Victoria exclamó mientras arrojaba con fuerza el teléfono al pecho de Emilia

—¡No tendrías miedo de dejar que alguien revise tu teléfono si no hicieras nada malo! ¡Ven a mí si tienes lo que se necesita! ¡Deja en paz a mi hombre! Entonces, qué pasaría si revisara tu teléfono, ¿eh? ¿No te gusta? ¡Entonces demándame! —La actitud arrogante y desdeñosa de Victoria dejó a Emilia sin palabras—. ¡Oh, se me olvidaba! Ya no eres la actriz famosa en la industria del entretenimiento. ¡Solo eres bueno para entretener a la gente mientras tomas una copa! ¡Ni siquiera puedes pagar un abogado con esa pequeña cantidad de dinero que tienes! ¿Sabes qué? Te dejaré libre esta vez, pero será mejor que te mantengas alejada de mi hombre, ¡o las cosas se pondrán muy feas para ti!

La gente que pasaba los miraba a los tres, pero a Sebastián no le molestó en lo más mínimo.

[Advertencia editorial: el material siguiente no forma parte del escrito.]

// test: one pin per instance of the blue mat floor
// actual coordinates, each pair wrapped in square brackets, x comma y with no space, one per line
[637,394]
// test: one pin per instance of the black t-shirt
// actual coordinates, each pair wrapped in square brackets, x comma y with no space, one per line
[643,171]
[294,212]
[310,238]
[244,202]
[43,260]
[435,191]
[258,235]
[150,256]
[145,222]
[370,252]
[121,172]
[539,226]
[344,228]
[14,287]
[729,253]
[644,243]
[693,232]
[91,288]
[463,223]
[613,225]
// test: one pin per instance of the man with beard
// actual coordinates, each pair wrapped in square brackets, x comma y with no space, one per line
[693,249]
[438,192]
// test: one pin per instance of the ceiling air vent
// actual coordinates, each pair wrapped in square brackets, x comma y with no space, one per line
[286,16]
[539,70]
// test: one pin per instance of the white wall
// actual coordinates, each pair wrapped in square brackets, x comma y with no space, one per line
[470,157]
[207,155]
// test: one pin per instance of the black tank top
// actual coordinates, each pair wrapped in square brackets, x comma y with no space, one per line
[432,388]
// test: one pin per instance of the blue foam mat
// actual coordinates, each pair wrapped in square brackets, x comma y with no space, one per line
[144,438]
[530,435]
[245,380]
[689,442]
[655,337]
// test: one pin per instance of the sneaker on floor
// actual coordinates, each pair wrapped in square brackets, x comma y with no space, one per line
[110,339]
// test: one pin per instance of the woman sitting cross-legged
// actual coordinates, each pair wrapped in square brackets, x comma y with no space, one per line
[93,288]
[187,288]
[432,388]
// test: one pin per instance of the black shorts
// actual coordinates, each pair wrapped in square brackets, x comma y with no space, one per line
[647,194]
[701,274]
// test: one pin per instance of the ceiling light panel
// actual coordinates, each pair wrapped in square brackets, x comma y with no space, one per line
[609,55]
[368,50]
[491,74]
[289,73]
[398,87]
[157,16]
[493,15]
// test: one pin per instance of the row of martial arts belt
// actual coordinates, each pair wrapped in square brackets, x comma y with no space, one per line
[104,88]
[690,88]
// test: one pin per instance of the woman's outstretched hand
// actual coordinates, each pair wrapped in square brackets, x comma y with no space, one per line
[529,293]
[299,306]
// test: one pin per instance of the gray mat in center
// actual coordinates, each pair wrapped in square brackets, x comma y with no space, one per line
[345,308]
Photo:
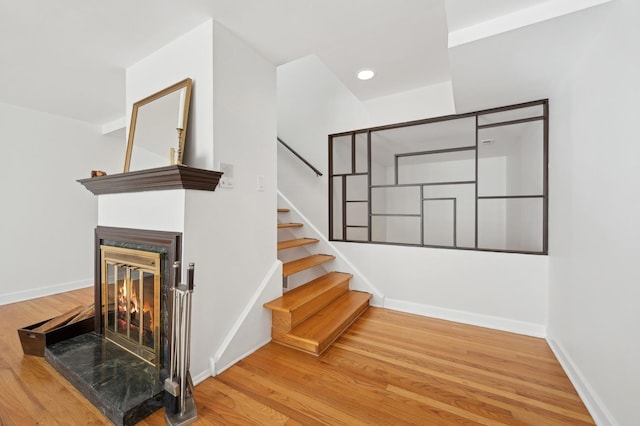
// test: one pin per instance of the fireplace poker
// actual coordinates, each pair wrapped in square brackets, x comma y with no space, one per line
[179,404]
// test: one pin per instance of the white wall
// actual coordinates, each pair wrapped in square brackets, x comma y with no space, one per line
[430,101]
[595,169]
[230,234]
[312,103]
[506,291]
[47,217]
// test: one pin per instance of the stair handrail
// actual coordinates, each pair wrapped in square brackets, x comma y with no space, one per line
[317,172]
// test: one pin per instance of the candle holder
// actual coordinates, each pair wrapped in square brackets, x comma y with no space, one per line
[179,130]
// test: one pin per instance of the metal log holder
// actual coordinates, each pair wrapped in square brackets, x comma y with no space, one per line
[180,407]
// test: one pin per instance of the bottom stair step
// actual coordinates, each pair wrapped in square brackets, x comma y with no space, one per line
[317,333]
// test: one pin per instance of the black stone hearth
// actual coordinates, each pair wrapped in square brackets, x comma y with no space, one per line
[123,387]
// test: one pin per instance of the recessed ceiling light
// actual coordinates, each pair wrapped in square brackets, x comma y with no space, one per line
[366,74]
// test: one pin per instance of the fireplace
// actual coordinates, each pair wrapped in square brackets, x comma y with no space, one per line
[130,286]
[132,289]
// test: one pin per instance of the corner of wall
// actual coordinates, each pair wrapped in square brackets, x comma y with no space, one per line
[592,401]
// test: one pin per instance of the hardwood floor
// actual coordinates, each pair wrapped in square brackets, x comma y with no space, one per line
[389,368]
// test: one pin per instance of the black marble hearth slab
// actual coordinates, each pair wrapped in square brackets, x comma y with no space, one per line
[122,386]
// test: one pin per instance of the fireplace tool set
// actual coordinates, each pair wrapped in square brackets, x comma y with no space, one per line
[179,405]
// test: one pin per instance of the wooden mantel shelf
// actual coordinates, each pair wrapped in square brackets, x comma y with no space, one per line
[161,178]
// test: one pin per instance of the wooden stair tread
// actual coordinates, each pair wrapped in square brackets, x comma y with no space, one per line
[299,296]
[289,225]
[318,332]
[298,265]
[299,242]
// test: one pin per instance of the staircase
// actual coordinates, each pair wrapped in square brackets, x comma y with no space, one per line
[313,315]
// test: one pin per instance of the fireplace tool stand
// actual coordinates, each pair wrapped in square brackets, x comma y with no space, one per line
[179,405]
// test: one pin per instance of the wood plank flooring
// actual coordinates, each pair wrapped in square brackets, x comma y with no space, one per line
[389,368]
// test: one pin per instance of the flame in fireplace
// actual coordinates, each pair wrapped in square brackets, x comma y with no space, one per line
[132,280]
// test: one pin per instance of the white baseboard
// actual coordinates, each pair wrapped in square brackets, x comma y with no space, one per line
[601,415]
[216,368]
[276,268]
[20,296]
[496,323]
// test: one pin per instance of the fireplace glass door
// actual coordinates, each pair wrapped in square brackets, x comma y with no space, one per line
[131,300]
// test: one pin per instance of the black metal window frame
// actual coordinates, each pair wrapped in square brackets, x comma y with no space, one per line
[544,196]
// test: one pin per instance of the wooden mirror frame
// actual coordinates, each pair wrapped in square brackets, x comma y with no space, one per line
[184,84]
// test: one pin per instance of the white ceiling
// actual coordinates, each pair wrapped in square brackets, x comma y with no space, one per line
[68,57]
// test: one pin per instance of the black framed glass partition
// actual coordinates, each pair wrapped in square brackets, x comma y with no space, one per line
[475,181]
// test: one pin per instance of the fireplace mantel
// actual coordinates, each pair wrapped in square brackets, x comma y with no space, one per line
[161,178]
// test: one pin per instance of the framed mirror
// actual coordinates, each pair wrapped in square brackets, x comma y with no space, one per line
[158,128]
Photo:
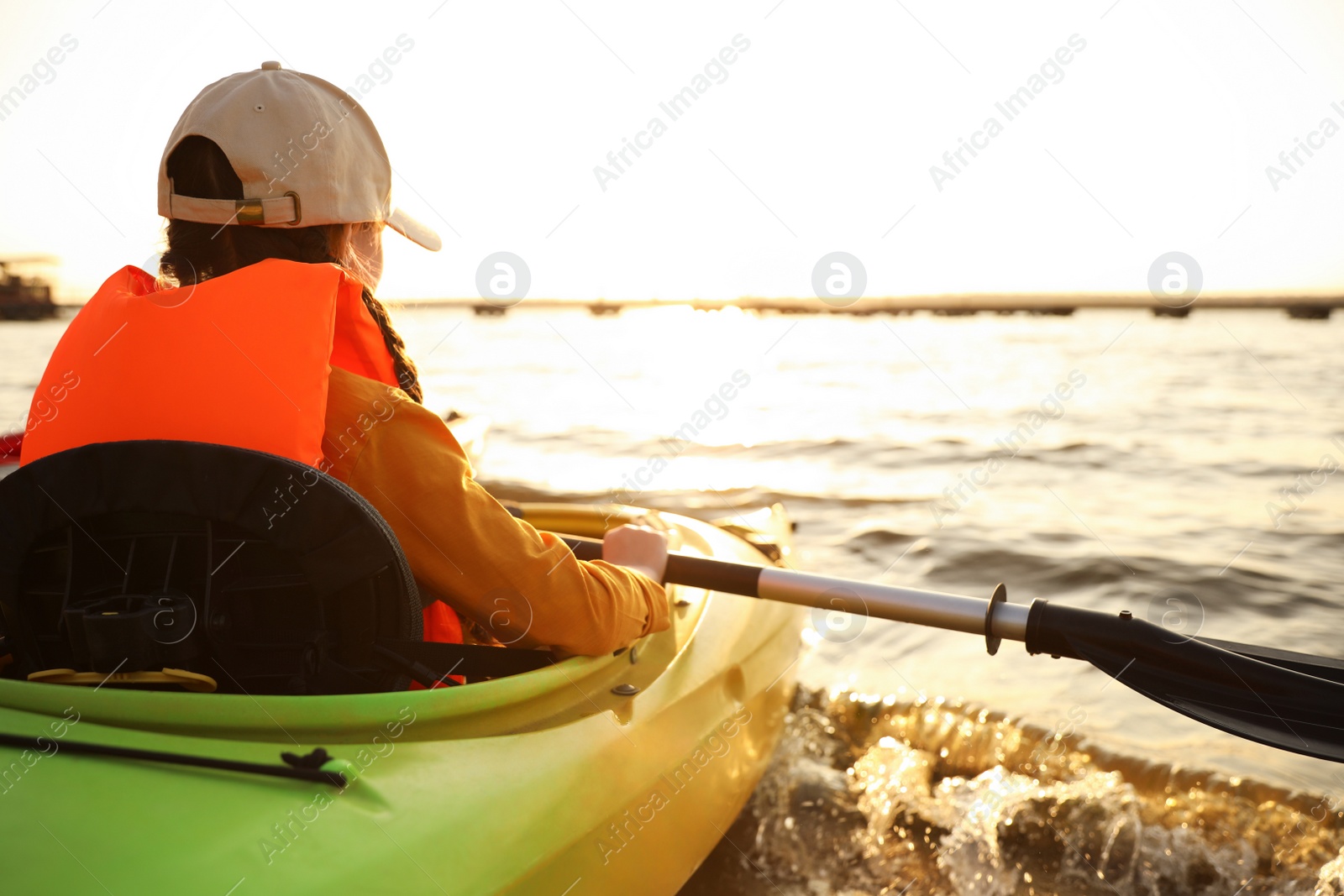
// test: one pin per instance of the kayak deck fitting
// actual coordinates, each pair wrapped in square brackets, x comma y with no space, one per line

Sabía que Victoria estaba haciendo esto para vengar a Cristina y poner fin a la incómoda situación, por lo que no hizo nada para detenerla. Si bien Victoria se excedió un poco al revisar el teléfono de Emilia, podría permitirles descubrir algunos de sus secretos.

Victoria se acercó a Sebastián, le dirigió una mirada tranquilizadora y lo arrastró hasta el auto.

—¡Argh! ¡Que te j*dan, Victoria! ¡Te mataré seguro! —Emilia gritó furiosa frente a la barra mientras los veía a los dos alejarse a toda velocidad. Su arrebato violento y su expresión viciosa eran tan aterradores que los espectadores retrocedieron al instante.

Mientras Sebastián aparcaba el auto junto al río, Victoria observó cautelosa su expresión antes de armarse de valor para acariciarlo.

—Ya no estás enfadado conmigo, ¿verdad, Sebas?

Sebastián se volvió hacia ella y respondió con una mirada amable en sus ojos:

—No, pero por favor no vuelvas a actuar de forma tan precipitada la próxima vez. También tuve la culpa de no ver tu mensaje de texto a tiempo.

Como una niña que hubiera recibido sus dulces, Victoria se arrojó feliz a sus brazos y abrazó su cintura con fuerza.

—¡Me alegro mucho de que ya no estés enojado conmigo! No sabía que estabas trabajando. Ver a otra mujer tocándote me puso tan nervioso que no pude controlar mis emociones. —Ni siquiera sería una exageración decir que Victoria había pensado en dónde enterraría el cuerpo de Emilia cuando la vio tocar a Sebastián antes.

Sebastián era como oxígeno para Victoria, y ella lo amaba tanto que no podía imaginar cómo sería la vida sin él.

—El Señor Herrera quería que la vigilara. —Sebastián luego procedió a darle un resumen de lo que sucedió ese mismo día antes de preguntarle:

—¿Lograste encontrar algo al revisar su teléfono?

—Sí, lo hice. Vi el número de teléfono de Andrés en su registro de llamadas. ¿Crees que él es el autor intelectual que le dijo a Emilia que matara a Andrea? —respondió Victoria después de pensarlo un poco.

—Eso no es suficiente para probar nada. Vamos; Te enviaré a casa —dijo Sebastián.